Ce ne sont pas des stéréotypes, c'est la base de la vie, du moins dans l'univers des êtres qui pratiquent ce que les biologistes appellent la reproduction sexuée.
Bien entendu, et il n'est pas nécessaire d'en rediscuter, nous le savons tous, les êtres réels ont en eux, à des degrés divers qui peuvent aller jusqu'à une dominante, les hormones, les traits de caractères, les désirs caractéristiques de l'autre sexe ; et l'être humain peut même, par inclination mais surtout par un travail sur soi, se détacher complètement de tout trait de caractère sexué (a ce propos, le fameux slogan, fondateur du féminisme (rarement un mouvement aura été si mal nommé puisqu'il refuse précisément l'identification des femmes à ce qu'il est convenu d'appeler la féminité), lancé par Beauvoir —
On ne naît pas femme, on le devient — est aussi un contresens : on pourrait, avec au moins autant de bonnes raisons, dire au contraire que l'on naît femme mais qu'on peut devenir autre chose).
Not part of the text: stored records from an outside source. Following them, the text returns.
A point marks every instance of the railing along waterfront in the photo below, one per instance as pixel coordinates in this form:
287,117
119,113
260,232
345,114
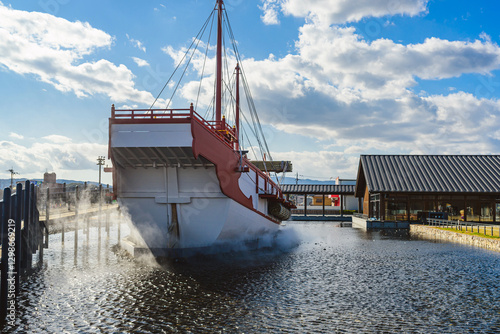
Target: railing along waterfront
487,230
22,235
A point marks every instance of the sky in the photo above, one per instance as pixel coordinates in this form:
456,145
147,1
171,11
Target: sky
331,79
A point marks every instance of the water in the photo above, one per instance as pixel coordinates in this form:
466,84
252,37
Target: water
335,280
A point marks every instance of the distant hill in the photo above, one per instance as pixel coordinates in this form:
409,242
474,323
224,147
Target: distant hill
4,183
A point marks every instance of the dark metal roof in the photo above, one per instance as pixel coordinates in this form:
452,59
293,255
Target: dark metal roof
328,189
429,173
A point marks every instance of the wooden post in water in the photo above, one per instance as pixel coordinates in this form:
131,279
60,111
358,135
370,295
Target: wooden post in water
77,196
76,222
17,251
47,209
119,222
107,213
39,232
100,209
26,256
6,216
33,230
341,205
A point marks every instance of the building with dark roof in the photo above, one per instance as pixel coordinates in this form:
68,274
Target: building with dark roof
405,187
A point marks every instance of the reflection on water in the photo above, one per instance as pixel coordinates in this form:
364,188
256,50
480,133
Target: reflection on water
335,280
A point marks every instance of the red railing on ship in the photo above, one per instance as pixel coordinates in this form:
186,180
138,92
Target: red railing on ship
221,129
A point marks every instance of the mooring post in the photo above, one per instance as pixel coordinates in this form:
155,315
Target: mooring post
47,207
77,196
40,233
33,229
26,251
18,218
6,216
76,226
100,209
119,222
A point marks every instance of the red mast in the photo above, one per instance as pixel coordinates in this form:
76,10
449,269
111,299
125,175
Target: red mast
218,92
237,106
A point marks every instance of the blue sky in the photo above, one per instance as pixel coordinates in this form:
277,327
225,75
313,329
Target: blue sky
331,79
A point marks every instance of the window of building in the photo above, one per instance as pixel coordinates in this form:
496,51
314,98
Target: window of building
454,206
395,208
486,212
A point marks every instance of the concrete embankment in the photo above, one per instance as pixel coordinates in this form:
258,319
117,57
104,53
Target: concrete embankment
431,233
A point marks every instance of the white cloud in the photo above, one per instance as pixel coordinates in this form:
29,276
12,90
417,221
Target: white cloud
57,139
53,50
16,135
352,93
342,11
136,43
270,9
321,164
58,154
140,62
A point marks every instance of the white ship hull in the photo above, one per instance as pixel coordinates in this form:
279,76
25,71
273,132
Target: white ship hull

Bien entendu, faut-il le préciser — mais c'est plus prudent, au cas, très improbable mais sait-on jamais, où Cocodingo, je veux dire Jérôme Leroy, viendrait ici pour m'accuser d'être aussi machiste que raciste — ce différentialisme que je défends n'implique nullement, nullement j'insiste, une quelconque forme de différence de droits, d'autorité ou de soumission.
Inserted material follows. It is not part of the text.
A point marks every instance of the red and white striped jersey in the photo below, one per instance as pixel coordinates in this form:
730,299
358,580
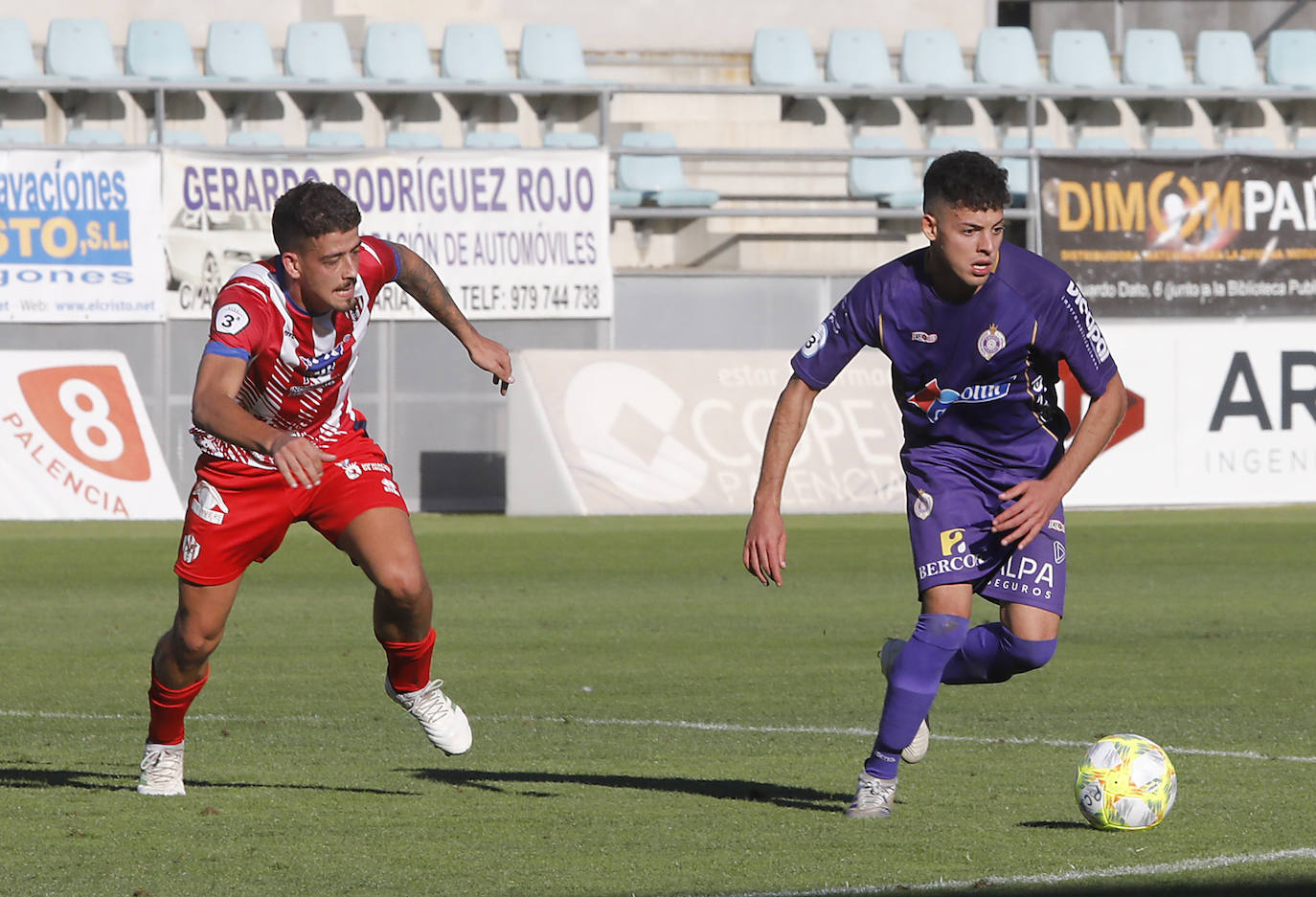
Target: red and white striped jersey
299,365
L'expression "dichotomie créatrice" me plaît davantage. J'utilise plutôt "dualité structurante" qui me paraît mieux rendre compte de cette réalité, qui dépasse de beaucoup la seule différence sexuée. La pensée chinoise a quant à elle tranché la question depuis l’antiquité en ordonnant le monde en fonction du couple formé par le principe du passif, le yin, et le principe de l’actif, le yang . Si je peux me permettre de le rappeler, le premier est identifié au féminin et à l’ombre, le second à tout ce qui est masculin ou solaire. Ces deux catégories ne sont pas des forces, des principes ou des substances, mais plutôt des emblèmes, et elles ne sont pas, en soi, hiérarchisées. Elles sont irréductibles l’une à l’autre mais pas antagonistes, ce sont des opposés complémentaires, et le tao (le chemin, la voie) résulte de leur juxtaposition et de leur alternance. « Un temps de yin, un temps de yang (ou un lieu yin, un lieu yang), voilà le tao. » Il n’y a jamais fusion mais juxtaposition et/ou alternance rythmique : la vallée est faite de la juxtaposition de l’adret et de l’ubac, le temps s’écoule selon l’alternance rythmique du jour et de la nuit, de l’été et de l’hiver. Le bien, et aussi le beau et le vrai, car la pensée chinoise ne sépare pas l’éthique, l’esthétique et la connaissance, sont identifiés à cette voie qui est donc par nature un principe d’harmonie. Le mal, le laid et le faux (et aussi la maladie, y compris la crise, maladie sociale) manifestent un déséquilibre, une rupture de l’harmonie. Cette pensée s’est cristallisée en deux grandes tendances apparemment rivales, le confucianisme et le taoïsme. Etiemble a écrit que les Chinois ont été confucéens le jour et taoïstes la nuit . C’est, en somme, une façon chinoise de penser la pensée chinoise : les taoïstes, avec la primauté qu’ils accordent au principe féminin originel et leur façon de vanter l’inaction, la non-intervention naturiste, seraient à ranger sous l’emblème du yin tandis que les confucéens, porteurs d’un humanisme tourné vers l’action sociale et le bien public, représenteraient le yang. Ainsi la boucle est bouclée et la « voie chinoise » apparaît constituée de l’alternance rythmique entre le temps du yin et celui du yang.
Nous souffrons quant à nous de nous donner presqu'exclusivement au yang.
On peut s'amuser à (mais c'est peut-être davantage qu'un simple jeu) appliquer ce principe du tout l'un
et tout l'autre, de l'alternance ou de la juxtaposition dynamiques plutôt que la recherche d'un impossible compromis, d'un juste milieu entre des principes antagonistes et non réductibles les uns aux autres, à toutes les dualités structurantes : le matériel et le spirituel, l’ordre et le chaos, l’uniformité et la diversité, le plaisir et la douleur, l’ascèse et l’hédonisme, le hasard et la nécessité, le juste et l’injuste, le fond et la forme, la gauche et la droite, la règle et la liberté, la coopération et la compétition, la protection et la prise de risque, etc.